Thermal Transport for Probing Quantum Materials

TL;DR

Thermal transport provides unique insights into quantum materials by revealing quasiparticle behavior, topological properties, and superconducting gap structures, complementing electrical transport measurements.

Contribution

This paper highlights the pivotal role of thermal transport in probing quantum materials, emphasizing its ability to detect quasiparticles, topology, and superconducting features.

Findings

Thermal transport detects quasiparticles in insulating quantum spin liquids.

Thermal transport reveals superconducting gap structures.

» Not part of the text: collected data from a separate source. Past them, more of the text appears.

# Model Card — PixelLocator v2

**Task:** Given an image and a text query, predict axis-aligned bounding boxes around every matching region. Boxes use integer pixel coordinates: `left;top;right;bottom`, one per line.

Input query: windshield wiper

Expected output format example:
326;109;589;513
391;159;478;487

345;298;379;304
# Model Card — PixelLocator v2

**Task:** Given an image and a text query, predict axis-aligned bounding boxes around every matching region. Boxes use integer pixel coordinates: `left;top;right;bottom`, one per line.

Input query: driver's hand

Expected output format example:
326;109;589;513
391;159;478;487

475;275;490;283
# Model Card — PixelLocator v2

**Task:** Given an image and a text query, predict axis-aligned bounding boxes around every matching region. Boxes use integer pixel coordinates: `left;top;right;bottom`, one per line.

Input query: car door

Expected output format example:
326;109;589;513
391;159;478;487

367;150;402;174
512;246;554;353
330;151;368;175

Anomalous Nernst effect linked to Berry curvature in Weyl semimetals.

Abstract

Thermal transport is less appreciated in probing quantum materials in comparison to electrical transport. This article aims to show the pivotal role that thermal transport may play in understanding quantum materials: the longitudinal thermal transport reflects the itinerant quasiparticles even in an electrical insulating phase, while the transverse thermal transport such as thermal Hall and Nernst effect are tightly linked to nontrivial topology. We discuss three types of examples: quantum spin liquids where thermal transport identifies its existence, superconductors where thermal transport reveals the superconducting gap structure, and topological Weyl semimetals where anomalous Nernst effect is a consequence of nontrivial Berry curvature. We conclude with an outlook of the unique insights thermal transport may offer to probe a much broader category of quantum phenomena.